No sé cómo decirlo sin que suene a una frase más, pero no
hay otra manera de expresarlo: ¡Te amo! Pasé muchos años sintiendo cómo el
silencio me corroía la garganta. Los pensamientos me llevan a mundos
inimaginables y me encuentro, entre adormecida y despierta, ora entre ideas de
hielo, ora entre cálidas lágrimas.
Qué difícil ha sido desearte con el alma y saber que no
podré tenerte. ¡Cuánta angustia! ¡Cuánto dolor! Tantas noches contándole en
secreto a la almohada, mis planes imperfectos de traerte a mi lado.
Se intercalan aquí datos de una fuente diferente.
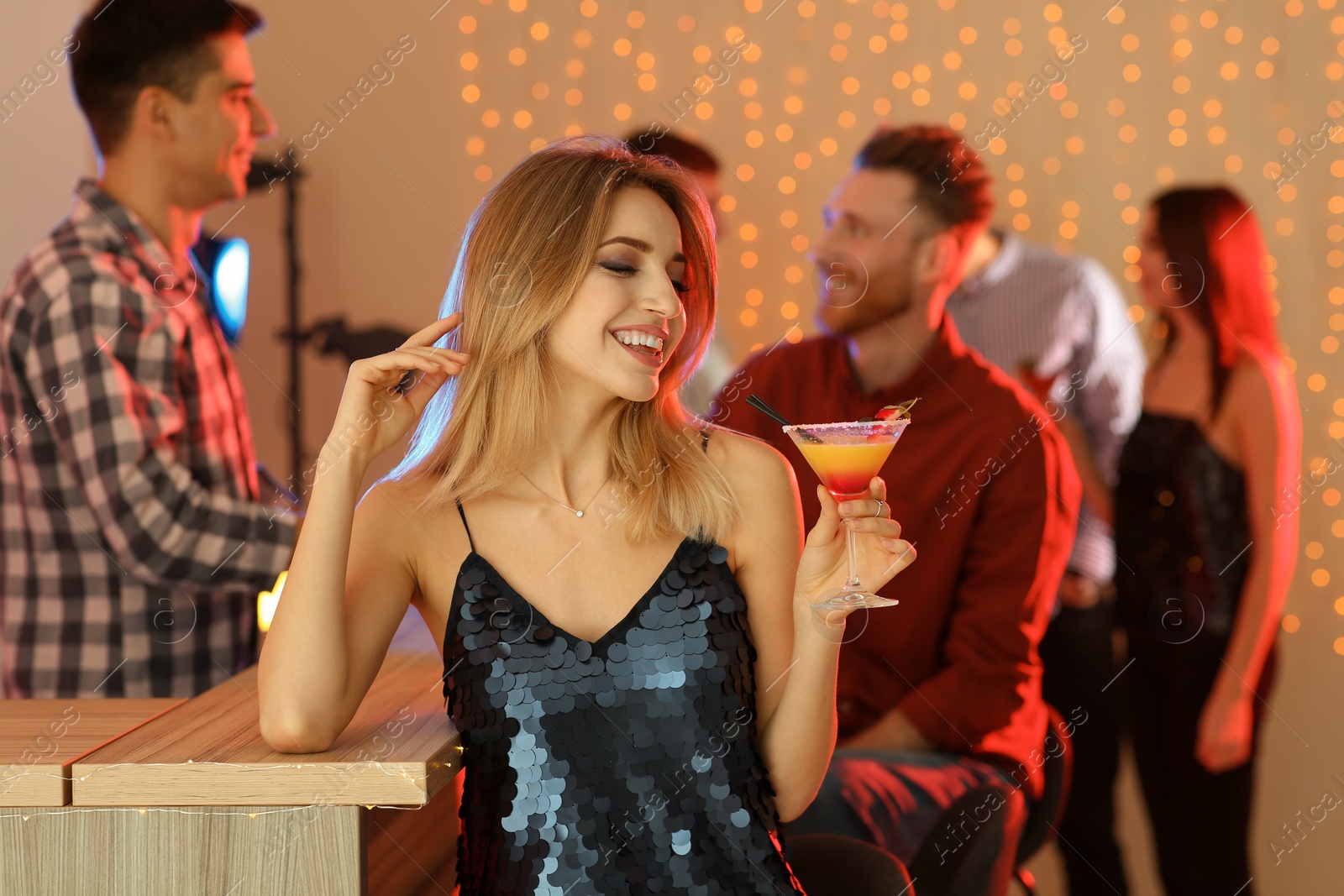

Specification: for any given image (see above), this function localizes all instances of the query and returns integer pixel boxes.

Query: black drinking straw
[748,392,822,442]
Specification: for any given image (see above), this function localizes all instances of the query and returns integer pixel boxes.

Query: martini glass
[784,417,910,610]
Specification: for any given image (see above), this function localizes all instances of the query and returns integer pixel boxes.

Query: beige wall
[0,0,1344,894]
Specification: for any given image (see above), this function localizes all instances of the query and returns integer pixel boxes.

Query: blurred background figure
[1116,186,1302,896]
[0,0,297,697]
[625,128,735,417]
[948,189,1145,896]
[714,125,1080,896]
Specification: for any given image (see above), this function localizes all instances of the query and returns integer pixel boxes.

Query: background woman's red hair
[1153,186,1278,412]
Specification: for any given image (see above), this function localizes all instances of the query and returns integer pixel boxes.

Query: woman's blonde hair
[388,136,738,542]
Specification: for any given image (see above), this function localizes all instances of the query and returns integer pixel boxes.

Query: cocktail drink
[784,417,910,610]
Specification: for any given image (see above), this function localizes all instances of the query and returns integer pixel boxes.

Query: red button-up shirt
[711,321,1080,794]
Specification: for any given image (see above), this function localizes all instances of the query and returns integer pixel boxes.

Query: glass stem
[844,527,863,591]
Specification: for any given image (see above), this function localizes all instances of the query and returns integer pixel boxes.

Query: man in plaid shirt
[0,0,297,697]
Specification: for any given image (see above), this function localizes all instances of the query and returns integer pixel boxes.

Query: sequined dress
[444,440,802,896]
[1116,411,1254,644]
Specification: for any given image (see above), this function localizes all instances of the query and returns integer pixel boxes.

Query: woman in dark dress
[1116,186,1301,896]
[260,139,914,896]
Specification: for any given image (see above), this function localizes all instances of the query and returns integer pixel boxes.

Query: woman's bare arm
[1196,358,1302,771]
[258,462,415,752]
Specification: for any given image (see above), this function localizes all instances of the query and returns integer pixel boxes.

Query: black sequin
[444,527,802,896]
[1116,411,1257,643]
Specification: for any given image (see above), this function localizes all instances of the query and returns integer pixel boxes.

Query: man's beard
[816,276,916,336]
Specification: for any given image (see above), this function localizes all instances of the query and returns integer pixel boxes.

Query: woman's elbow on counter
[260,710,336,752]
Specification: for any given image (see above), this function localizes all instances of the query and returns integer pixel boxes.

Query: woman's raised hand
[797,475,916,612]
[323,312,469,464]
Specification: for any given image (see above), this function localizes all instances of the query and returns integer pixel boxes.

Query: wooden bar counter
[0,652,461,896]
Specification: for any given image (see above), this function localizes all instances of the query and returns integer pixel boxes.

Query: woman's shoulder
[706,425,798,502]
[1225,348,1297,419]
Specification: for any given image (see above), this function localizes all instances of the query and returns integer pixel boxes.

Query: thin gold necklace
[519,470,616,516]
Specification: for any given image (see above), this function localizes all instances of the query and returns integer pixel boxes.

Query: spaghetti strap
[457,501,475,553]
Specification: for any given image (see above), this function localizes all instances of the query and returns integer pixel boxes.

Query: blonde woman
[260,137,914,896]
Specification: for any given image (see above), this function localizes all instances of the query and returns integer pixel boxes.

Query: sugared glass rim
[784,417,910,432]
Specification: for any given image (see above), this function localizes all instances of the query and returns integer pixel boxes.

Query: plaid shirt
[0,180,294,697]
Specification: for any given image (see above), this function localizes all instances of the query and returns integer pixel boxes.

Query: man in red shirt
[712,126,1084,893]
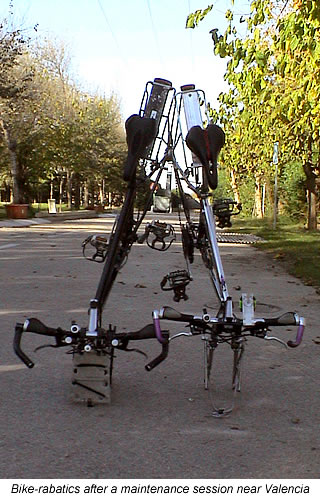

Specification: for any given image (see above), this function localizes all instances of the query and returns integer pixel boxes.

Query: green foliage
[0,32,126,202]
[232,217,320,292]
[279,162,306,220]
[189,0,320,228]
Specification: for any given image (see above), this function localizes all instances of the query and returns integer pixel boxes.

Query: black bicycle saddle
[123,114,157,182]
[186,125,225,189]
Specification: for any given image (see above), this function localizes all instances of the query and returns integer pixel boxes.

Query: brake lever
[263,334,288,348]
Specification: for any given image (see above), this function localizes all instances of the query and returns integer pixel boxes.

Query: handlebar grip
[13,324,34,369]
[23,317,58,336]
[124,324,156,341]
[287,317,305,348]
[159,307,195,322]
[263,312,299,327]
[145,340,169,371]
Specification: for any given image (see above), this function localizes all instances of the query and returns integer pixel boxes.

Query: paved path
[0,218,320,479]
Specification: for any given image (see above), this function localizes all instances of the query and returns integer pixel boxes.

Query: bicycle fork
[202,335,245,417]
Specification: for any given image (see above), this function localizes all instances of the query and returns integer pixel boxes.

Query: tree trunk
[83,181,89,208]
[59,176,63,213]
[73,173,80,210]
[67,171,72,210]
[303,163,318,230]
[254,176,263,218]
[0,120,25,204]
[230,169,241,203]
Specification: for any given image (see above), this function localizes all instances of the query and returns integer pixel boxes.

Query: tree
[0,21,33,203]
[187,0,320,229]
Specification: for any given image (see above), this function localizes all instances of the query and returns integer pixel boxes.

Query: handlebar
[13,320,169,371]
[13,307,305,371]
[159,307,305,348]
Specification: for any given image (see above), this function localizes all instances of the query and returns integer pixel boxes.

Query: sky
[0,0,250,119]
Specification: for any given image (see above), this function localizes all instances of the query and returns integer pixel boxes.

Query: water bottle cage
[82,234,109,263]
[140,220,176,251]
[160,270,192,302]
[212,199,242,229]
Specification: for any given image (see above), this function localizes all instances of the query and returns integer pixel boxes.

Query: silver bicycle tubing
[202,198,229,302]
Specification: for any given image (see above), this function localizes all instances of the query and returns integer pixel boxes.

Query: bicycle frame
[14,79,305,416]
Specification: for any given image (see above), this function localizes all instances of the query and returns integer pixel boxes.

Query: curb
[0,210,105,228]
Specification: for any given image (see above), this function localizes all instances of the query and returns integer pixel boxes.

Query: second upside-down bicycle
[14,78,305,416]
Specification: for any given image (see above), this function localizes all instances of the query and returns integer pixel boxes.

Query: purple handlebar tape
[153,310,166,343]
[287,317,305,348]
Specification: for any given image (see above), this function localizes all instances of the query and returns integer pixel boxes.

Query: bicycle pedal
[138,220,176,251]
[82,234,109,263]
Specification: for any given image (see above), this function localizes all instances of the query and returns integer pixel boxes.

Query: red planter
[6,204,29,218]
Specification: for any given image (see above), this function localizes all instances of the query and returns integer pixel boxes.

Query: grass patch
[232,218,320,290]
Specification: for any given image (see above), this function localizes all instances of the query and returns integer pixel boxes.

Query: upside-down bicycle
[14,78,305,416]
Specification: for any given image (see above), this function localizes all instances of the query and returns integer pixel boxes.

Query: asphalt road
[0,218,320,479]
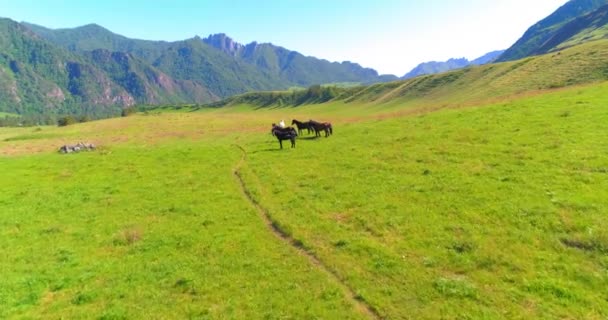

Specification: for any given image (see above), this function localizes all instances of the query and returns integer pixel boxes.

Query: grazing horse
[291,119,315,134]
[308,120,334,138]
[270,123,298,149]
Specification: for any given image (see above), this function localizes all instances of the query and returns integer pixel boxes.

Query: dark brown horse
[291,119,315,134]
[270,123,298,149]
[308,120,334,138]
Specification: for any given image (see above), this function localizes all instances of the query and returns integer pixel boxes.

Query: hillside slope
[497,0,608,62]
[19,23,397,107]
[0,19,135,114]
[215,39,608,107]
[401,50,504,79]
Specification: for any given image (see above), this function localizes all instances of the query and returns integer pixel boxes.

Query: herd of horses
[270,119,333,149]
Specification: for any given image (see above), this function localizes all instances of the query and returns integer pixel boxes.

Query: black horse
[308,120,334,138]
[291,119,315,134]
[270,123,298,149]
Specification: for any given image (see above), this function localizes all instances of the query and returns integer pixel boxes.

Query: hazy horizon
[2,0,567,76]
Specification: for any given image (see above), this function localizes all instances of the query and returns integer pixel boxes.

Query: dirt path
[233,145,382,319]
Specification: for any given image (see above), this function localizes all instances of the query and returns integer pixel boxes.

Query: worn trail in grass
[0,83,608,319]
[234,145,380,319]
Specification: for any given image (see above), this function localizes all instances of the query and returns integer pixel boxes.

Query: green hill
[0,67,608,319]
[0,19,397,113]
[497,0,608,62]
[214,39,608,107]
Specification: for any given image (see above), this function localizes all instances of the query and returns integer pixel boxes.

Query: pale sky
[0,0,567,76]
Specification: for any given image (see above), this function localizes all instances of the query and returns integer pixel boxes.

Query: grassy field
[0,111,19,118]
[0,79,608,319]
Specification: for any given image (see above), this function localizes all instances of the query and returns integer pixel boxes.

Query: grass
[0,76,608,319]
[0,111,19,118]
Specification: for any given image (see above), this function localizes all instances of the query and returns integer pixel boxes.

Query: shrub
[57,116,76,127]
[120,107,137,117]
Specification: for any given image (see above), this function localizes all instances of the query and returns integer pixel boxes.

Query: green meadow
[0,66,608,319]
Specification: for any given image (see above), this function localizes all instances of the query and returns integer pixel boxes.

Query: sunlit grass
[0,83,608,319]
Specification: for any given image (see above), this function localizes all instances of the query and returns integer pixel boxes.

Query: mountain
[218,39,608,111]
[402,50,504,79]
[9,23,397,114]
[203,34,398,86]
[0,19,135,114]
[471,50,505,66]
[497,0,608,62]
[0,18,396,115]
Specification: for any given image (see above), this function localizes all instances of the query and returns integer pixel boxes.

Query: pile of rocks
[59,142,95,153]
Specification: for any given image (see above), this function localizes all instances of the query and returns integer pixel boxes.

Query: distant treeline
[0,107,138,127]
[206,85,363,107]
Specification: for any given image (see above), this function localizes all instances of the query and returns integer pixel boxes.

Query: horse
[308,120,334,138]
[291,119,314,134]
[270,123,298,149]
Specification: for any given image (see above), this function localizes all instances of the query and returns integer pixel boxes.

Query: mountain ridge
[401,50,504,79]
[0,18,397,115]
[496,0,608,62]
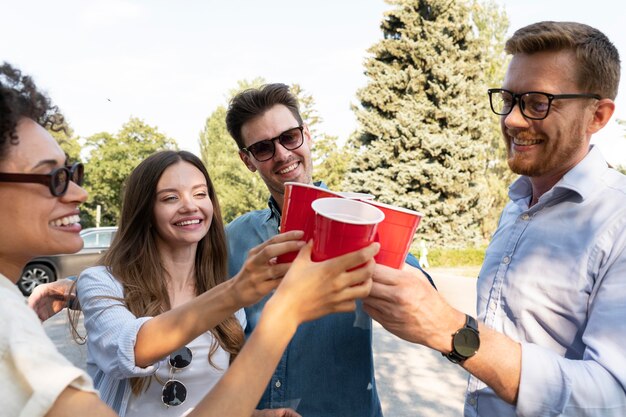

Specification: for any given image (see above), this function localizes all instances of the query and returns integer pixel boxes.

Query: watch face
[453,329,480,358]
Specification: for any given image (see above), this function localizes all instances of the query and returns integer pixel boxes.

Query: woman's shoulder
[76,265,122,289]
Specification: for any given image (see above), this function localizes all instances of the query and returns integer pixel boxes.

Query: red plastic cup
[337,191,374,200]
[277,182,339,263]
[311,198,385,262]
[364,200,424,269]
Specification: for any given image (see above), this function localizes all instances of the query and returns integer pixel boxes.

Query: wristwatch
[442,314,480,363]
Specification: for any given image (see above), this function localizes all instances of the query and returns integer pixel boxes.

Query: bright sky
[0,0,626,165]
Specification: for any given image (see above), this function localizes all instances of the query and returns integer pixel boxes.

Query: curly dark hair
[0,62,65,160]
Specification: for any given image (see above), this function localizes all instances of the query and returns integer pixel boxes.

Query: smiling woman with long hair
[0,64,378,417]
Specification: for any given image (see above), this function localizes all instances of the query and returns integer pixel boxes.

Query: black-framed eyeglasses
[161,346,193,407]
[0,162,85,197]
[241,126,304,162]
[487,88,602,120]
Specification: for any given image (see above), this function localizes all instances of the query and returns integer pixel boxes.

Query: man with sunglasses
[364,22,626,417]
[226,84,426,417]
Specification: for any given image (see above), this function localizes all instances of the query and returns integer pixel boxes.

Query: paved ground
[44,270,476,417]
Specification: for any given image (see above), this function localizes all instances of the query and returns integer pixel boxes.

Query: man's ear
[239,150,256,172]
[587,98,615,135]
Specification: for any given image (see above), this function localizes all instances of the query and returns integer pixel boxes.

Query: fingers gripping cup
[311,198,385,262]
[367,200,423,269]
[277,182,338,263]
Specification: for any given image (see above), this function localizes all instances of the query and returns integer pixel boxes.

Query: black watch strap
[442,314,480,363]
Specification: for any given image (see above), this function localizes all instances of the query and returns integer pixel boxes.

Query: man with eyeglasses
[364,22,626,417]
[226,84,426,417]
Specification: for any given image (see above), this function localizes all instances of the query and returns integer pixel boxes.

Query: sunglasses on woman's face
[161,346,193,407]
[0,162,85,197]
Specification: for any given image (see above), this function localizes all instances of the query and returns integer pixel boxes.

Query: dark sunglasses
[0,162,85,197]
[161,346,193,407]
[241,126,304,162]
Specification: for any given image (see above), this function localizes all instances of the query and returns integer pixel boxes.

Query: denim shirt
[465,148,626,417]
[226,184,426,417]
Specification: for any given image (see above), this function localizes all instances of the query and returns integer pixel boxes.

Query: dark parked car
[17,227,117,295]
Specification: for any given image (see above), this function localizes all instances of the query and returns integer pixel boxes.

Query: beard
[504,120,588,177]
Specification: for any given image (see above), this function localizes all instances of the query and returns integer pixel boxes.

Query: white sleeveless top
[126,310,245,417]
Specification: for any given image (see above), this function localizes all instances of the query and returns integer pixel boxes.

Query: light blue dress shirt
[77,266,246,417]
[465,148,626,417]
[226,183,426,417]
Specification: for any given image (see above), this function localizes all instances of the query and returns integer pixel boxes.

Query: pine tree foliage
[345,0,504,247]
[289,84,350,191]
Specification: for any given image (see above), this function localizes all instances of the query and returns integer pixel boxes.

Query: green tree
[199,77,269,223]
[289,84,350,191]
[346,0,502,247]
[85,117,177,226]
[472,0,516,239]
[200,106,269,223]
[199,78,346,223]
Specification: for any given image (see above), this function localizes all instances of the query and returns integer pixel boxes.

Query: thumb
[296,239,313,260]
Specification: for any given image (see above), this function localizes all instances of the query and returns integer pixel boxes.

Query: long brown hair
[102,150,244,394]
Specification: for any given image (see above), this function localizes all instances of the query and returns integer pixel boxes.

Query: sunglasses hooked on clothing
[161,346,193,407]
[241,126,304,162]
[0,162,85,197]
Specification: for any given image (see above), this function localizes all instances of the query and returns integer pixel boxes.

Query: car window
[83,231,113,248]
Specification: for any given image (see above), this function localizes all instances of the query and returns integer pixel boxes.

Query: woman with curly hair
[0,64,378,417]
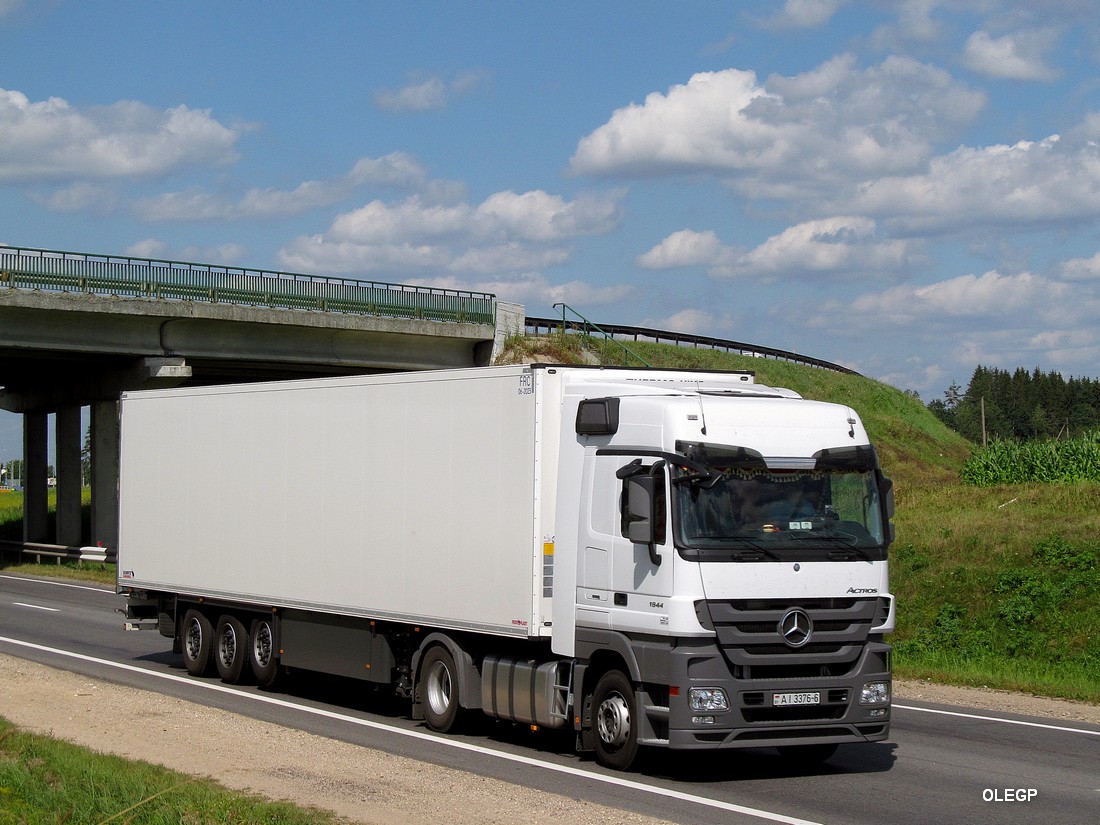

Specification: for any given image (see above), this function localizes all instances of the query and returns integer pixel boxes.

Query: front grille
[695,598,881,680]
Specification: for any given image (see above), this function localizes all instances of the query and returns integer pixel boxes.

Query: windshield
[673,466,884,560]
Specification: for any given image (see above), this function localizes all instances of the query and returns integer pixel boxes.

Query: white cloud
[849,130,1100,232]
[637,217,924,283]
[135,152,430,222]
[822,271,1069,328]
[571,55,985,197]
[1062,252,1100,281]
[125,238,248,266]
[871,0,944,52]
[645,309,728,337]
[281,190,622,276]
[30,180,118,215]
[963,29,1058,80]
[765,0,847,29]
[0,89,246,183]
[374,72,485,112]
[636,229,737,270]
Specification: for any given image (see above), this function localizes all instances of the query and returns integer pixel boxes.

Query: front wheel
[420,646,462,734]
[592,670,638,771]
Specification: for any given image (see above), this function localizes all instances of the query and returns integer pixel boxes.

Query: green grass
[0,717,341,825]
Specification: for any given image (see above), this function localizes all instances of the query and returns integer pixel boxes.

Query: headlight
[688,688,729,713]
[859,682,890,705]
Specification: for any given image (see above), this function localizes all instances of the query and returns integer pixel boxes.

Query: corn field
[960,430,1100,487]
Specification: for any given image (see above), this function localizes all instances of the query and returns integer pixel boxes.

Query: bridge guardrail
[525,317,859,375]
[0,540,118,564]
[0,246,496,325]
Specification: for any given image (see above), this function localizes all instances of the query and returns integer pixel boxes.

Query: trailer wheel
[592,670,638,771]
[420,645,461,734]
[249,618,284,690]
[183,608,213,677]
[213,616,249,684]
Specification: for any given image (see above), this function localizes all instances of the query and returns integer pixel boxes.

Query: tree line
[927,365,1100,444]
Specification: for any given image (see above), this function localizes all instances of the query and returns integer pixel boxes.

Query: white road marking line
[0,636,821,825]
[894,705,1100,736]
[0,573,116,596]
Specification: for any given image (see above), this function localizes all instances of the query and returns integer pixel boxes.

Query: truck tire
[420,645,462,734]
[183,608,213,677]
[592,670,638,771]
[213,616,249,684]
[249,618,284,690]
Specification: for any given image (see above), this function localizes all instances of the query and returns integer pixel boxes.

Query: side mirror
[626,475,656,545]
[623,464,661,567]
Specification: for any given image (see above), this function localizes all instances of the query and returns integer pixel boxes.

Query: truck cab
[553,374,894,767]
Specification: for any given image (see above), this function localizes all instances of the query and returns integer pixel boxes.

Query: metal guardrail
[525,317,859,375]
[553,303,652,366]
[0,541,118,564]
[0,246,496,325]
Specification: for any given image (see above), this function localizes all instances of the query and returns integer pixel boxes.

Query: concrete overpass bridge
[0,246,524,556]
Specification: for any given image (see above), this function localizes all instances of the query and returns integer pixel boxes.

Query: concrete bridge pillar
[23,413,50,543]
[54,405,84,547]
[91,402,119,547]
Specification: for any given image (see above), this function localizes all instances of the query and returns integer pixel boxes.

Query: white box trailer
[119,365,893,768]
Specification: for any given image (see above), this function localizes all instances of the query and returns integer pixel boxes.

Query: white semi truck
[118,365,894,769]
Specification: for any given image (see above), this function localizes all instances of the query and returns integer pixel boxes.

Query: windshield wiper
[692,536,780,561]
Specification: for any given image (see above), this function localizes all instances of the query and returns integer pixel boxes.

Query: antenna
[695,381,706,436]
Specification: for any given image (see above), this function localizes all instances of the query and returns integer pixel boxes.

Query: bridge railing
[525,317,859,375]
[0,246,496,323]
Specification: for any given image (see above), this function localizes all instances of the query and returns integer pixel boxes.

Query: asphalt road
[0,573,1100,825]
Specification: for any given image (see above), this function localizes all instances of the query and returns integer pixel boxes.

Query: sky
[0,0,1100,457]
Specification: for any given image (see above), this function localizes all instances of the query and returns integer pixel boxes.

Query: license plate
[771,693,822,707]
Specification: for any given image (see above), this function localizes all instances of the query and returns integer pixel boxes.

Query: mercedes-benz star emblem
[779,607,814,648]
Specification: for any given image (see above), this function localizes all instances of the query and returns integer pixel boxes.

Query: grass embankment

Imaginándote. Escuchándote. Sintiéndote.
Y, ¿sabés? En mi terrible osadía de quererte, nunca sentí
preferencia alguna por tu apariencia: cachetes morenos o sonrosados; ojos
negros y soñadores o sonrientes y redondos, como tapita de galleta de chocolate;
cuerpo delgado o carnoso; cabello lacio y escurridizo o de hermosos y rebeldes
rizos. Eso, a decir verdad, siempre fue lo de menos. Al fin de cuentas, tu
perfecta presencia trascendería a las imperfecciones no etéreas.
Lo importante es que te amé desde siempre, o, al menos, desde
que entraste a mi mente como un finísimo haz refulgente que cobró vida y de
inmediato se anidó en mi corazón. Tu sonrisa cautivante, tu calor, tus dedos
entrelazados con los míos mientras recorríamos las calles de la calurosa
Managua… todo vivía aquí dentro de mi pecho como un pequeño remolino que al
asomarse dejaba un gran caos.
Pero, hoy abrí los ojos y te desvaneciste. He decidido
dejarte ir (¿puedo ‘dejar ir’ lo que realmente nunca tuve?). Te lloro una vez
más, pero esta vez es un llanto consciente de que la realidad es muy distinta a
mi sueño, porque eso sos: un gran sueño. Un inmenso deseo que me arrebató las
entrañas durante tanto tiempo. No sé si estas letras serán suficientes para
cerrar nuestro capítulo, mi capítulo, pero sí sé que es el inicio de un fin que
tarde o temprano tenía que llegar, porque se nos pasó el tiempo, hija. Me quedé
con el anhelo y vos buscaste otro sendero.